Je m’applaudis tous les jours de m’être retiré à la campagne depuis quinze ans. Si j’étais à Paris, les tracasseries me poursuivraient deux fois par jour. Heureux qui jouit agréablement du monde ! Plus heureux qui s’en moque et qui le fuit ! Il y a, je l’avoue, un grand mal dans cette privation : c’est qu’en quittant le monde je vous ai quittée ; je ne peux m’en consoler que par vos bontés et par vos lettres. Dès que vous me donnerez des thèmes, soyez sûre que vous entendrez parler de moi, que je suis à vos ordres, et que je vous enverrai tous les rogatons qui me tomberont sous la main. Mille tendres respects.

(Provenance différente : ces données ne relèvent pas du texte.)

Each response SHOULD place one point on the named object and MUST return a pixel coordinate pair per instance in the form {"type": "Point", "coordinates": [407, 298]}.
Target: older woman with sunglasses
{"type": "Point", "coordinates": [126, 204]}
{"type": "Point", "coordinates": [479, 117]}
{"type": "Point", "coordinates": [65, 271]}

7461. — DE MADAME LA MARQUISE DU DEFFANT[2].
Paris, 20 janvier 1769

J’ai tant de choses a vous dire que je ne sais par où commencer ; allons, suivons l’ordre chronologique, et commençons par ce qui regarde la Chronologie du président, dont vous m’avez parlé dans votre dernière lettre. Ce n’est point M. de Belestat qui en fait la critique ; ce n’est point lui qui a écrit la lettre que vous m’avez envoyée ; et qui donc ? C’est La Beaumelle. M. de Belestlat et lui sont en communauté de biens ; La Beaumelle fait passer sous son nom tout ce qu’il veut, il se tient visiblement caché derrière lui, et le Belestat se flatte de passer pour l’auteur, et se persuade peut-être à la fin qu’il l’est en effet. Si vous ne le connaissez que par ses lettres, et si vous ne l’avez jamais vu, vous êtes excusable de vous y tromper ; mais tous ceux qui le connaissent s’accordent tous a dire que c’est un bœuf, et en même temps un petit-maître, plein de toutes sortes de prétentions. On avait déjà écrit ici du Languedoc qu’il se donnait pour l’auteur de cette brochure ; mais il a beau faire et beau dire, on ne le croira pas.

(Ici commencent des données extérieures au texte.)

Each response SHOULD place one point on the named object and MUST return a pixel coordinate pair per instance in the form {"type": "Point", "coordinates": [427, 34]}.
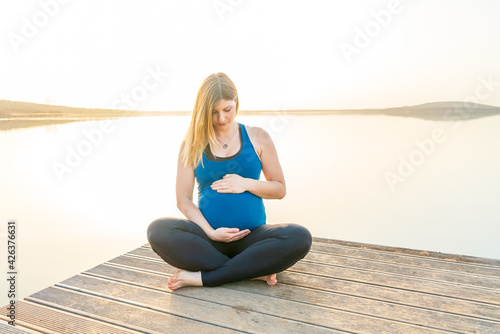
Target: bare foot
{"type": "Point", "coordinates": [271, 279]}
{"type": "Point", "coordinates": [184, 278]}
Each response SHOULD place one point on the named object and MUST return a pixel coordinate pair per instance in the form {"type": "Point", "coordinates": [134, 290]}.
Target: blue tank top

Ne vous figurez pas, monsieur, que le président vous ait soupçonné. Ni lui ni moi n’avons eu cette pensée, et si quelqu’un a dit l’avoir, il en faisait semblant ; mais je suis bien aise d’avoir cette lettre ; il n’est plus permis actuellement d’insinuer le moindre soupçon sur vous. Le pauvre président n’est plus en état de s’intéresser a rien ; sa santé n’est pas mauvaise, mais sa tête ne va pas bien ; ne lui écrivez plus sur ce sujet, je vous le demande en grâce.

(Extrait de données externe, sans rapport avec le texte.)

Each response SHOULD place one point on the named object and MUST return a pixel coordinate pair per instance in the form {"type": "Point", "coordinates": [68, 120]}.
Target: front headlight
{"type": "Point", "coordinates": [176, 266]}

La grand’maman a reçu une lettre charmante de M. Guillemet, typographe en la ville de Lyon ; il lui envoie deux exemplaires de l’A, B, C. Ah ! cet homme est aussi aimable que vous, et bien obligeant ; il m’aurait envoyé un exemplaire du Siècle de Louis XIV et de Louis XV, s’il y avait pensé ;

  1. Voyez lettre 7331.
  2. Correspondance complète, édition de Lescure, 1865.